In this fast world full of technology, most of the things we do in our daily lives require some sort of technology; and the traditional hobbies that don’t require technology are quickly becoming a smaller part of our lives.

Dr. Robert Oppenheimer (1904-1967) who played a big part in the creation of the atomic bomb came to realize the dangers of technology and science. He thought and wrote about the problems of intellectual ethics and morality. He was also well aware of the future of the world’s global community that the Internet brought well after his death.

Here are some Robert Oppenheimer quotes:

“I am become death, the destroyer of worlds.”

“In some sort of crude sense, which no vulgarity, no humor, no overstatement can quite extinguish, the physicists have known sin; and this is a knowledge which they cannot lose.”

“The open society, the unrestricted access to knowledge, the unplanned and uninhibited association of men for its furtherance – these are what may make a vast, complex, ever growing, ever changing, ever more specialized and expert technological world, nevertheless a world of human community.”

“When you see something that is technically sweet, you go ahead and do it and you argue about what to do about it only after you have had your technical success.
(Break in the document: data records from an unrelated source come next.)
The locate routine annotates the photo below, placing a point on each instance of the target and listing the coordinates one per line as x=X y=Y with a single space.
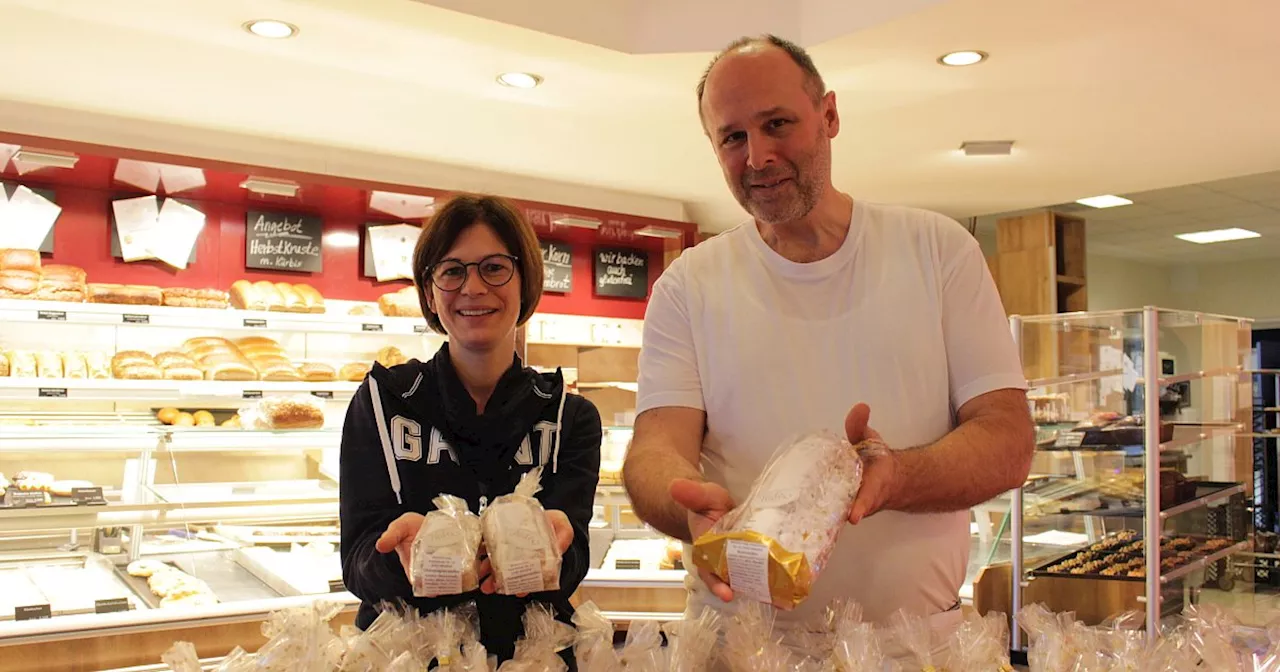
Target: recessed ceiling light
x=272 y=28
x=1105 y=201
x=1217 y=236
x=520 y=80
x=963 y=58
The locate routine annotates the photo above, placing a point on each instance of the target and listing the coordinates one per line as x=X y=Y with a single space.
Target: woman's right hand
x=400 y=536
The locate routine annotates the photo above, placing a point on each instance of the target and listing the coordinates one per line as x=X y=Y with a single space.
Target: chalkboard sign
x=621 y=272
x=557 y=268
x=283 y=241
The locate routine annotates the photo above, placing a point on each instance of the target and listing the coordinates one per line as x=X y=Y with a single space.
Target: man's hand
x=561 y=529
x=880 y=467
x=400 y=536
x=705 y=503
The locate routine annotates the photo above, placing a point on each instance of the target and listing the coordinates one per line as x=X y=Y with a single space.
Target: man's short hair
x=812 y=78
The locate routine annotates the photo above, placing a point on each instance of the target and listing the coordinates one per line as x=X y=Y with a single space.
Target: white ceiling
x=1100 y=96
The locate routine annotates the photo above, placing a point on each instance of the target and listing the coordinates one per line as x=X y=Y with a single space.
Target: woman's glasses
x=496 y=270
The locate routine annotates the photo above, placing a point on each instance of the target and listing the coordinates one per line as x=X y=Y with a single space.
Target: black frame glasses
x=466 y=270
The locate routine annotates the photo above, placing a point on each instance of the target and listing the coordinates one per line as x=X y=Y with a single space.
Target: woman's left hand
x=561 y=529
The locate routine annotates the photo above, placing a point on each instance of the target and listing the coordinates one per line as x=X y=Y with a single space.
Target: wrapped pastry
x=521 y=542
x=446 y=556
x=776 y=543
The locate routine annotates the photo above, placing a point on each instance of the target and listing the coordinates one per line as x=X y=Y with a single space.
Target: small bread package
x=521 y=542
x=446 y=556
x=776 y=543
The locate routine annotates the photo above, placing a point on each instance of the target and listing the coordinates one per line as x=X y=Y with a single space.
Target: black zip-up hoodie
x=412 y=433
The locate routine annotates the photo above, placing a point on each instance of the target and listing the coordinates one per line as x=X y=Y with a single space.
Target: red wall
x=82 y=237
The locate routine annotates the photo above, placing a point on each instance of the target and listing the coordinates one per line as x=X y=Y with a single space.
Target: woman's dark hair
x=458 y=214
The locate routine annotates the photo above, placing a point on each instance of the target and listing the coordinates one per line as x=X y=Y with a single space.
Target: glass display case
x=1141 y=420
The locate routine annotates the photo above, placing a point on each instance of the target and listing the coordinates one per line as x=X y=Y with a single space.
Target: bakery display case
x=1141 y=417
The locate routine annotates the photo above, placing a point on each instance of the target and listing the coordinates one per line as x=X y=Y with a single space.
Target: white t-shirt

That is the way it was with the atomic bomb.”

I would like to know that I still do things that don’t require technology, so I have made a small list of some of the things I do regularly in my life that I could have still done a century ago.

- Walking & Running
- Sex (Mom, If you’re reading this please skip to next line)
- Hockey
- Reading books and writing
- Push-ups and sit ups
- Socializing

During the blackout in 2003, I was in Toronto at the time. The entire city and many other cities across Canada and the US were blacked out for more than 1 day. The blackout brought out the best in most human beings. Ordinary citizens went to the streets to help direct traffic. Neighbors were outside on their front yards talking to each other, something that rarely happens with our fast-paced lives. People were calling their mothers to confirm that they are okay.

Pulling the plug on our technology that summer of 2003 was probably the best thing that could happen to bring our society back to a traditional way of life where people actually appeared to care for one another.
 

  • http://www.blogger.com/profile/08331511377649799538 n.v.

    I was wandering around Front and Lower Jarvis in high heels when the blackout happened (was working at George Brown at the time) and had not even noticed the choas around me. I didn’t know something was going on until I tried getting into Quiznos and they had locked the door for “security purposes.” Yeah, I wanted ALL the bread.